E=ΔΠ/(Δd/d_0 )=(RTC_mannitol)/(Δd/d_0 ) EQ. 1
We found that Young's modulus of adhesion to Matrigel was ~.5 MPa, while the strength of adhesion to collagen 1 was ~2 MPa, 4 times greater. These values are in the range of those found using atomic force microscopy (AFM) [1, 2]. These calculated differences correlated well with the SPR signal decrease which was about 5 times greater for Collagen 1 than Matrigel.
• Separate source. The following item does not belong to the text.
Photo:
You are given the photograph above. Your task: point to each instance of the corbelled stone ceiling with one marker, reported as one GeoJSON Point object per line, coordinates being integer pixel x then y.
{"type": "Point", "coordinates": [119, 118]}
Overall, these AFM observations are consistent with the measured SPR signal.
Conclusions
SPR is a versatile technique for quantifying the adhesive interaction of cells with model proteins. It enables the measurement of the relative strength of adhesive bonds, response to osmotic shock and related temporal data. Cell based SPR studies thus have enormous potential for medicine and biotechnology. In comparison to other competing technologies like atomic force microscopy, SPR measurements are more straightforward and costeffective and the measurements reflect the behavior of the average cell in a cell population (rather than individual cells). Reichert SPR systems provide the means to obtain these quantitative measurements by enabling ready manipulation of cell capture flow rates, detachment kinetics under defined shear stress, and studies of osmotic pressure perturbation. The studies show that EC adhesive interactions are greater with stromal collagen 1 proteins compared to Matrigel. These data are useful for the design of bioengineering strategies to study angiogenesis.
Future work
Integration of SPR with microscopy for simultaneous morphometric measurement of cell membrane-surface interaction will be helpful. Use of the Reichert quartz window flow cell for this research can further enable a wide variety of cell based studies.
References
- W. Wang, S. Wang, Q. Liu, J. Wu, N. Tao, Mapping single-cell-substrate interactions by surface plasmon resonance microscopy, Langmuir : the ACS journal of surfaces and colloids, 28 (2012) 13373-13379.
- V. Lulevich, C.C. Zimmer, H.S. Hong, L.W. Jin, G.Y. Liu, Single-cell mechanics provides a sensitive and quantitative means for probing amyloid-beta peptide and neuronal cell interactions, Proceedings of the National Academy of Sciences of the United States of America, 107 (2010) 13872-13877.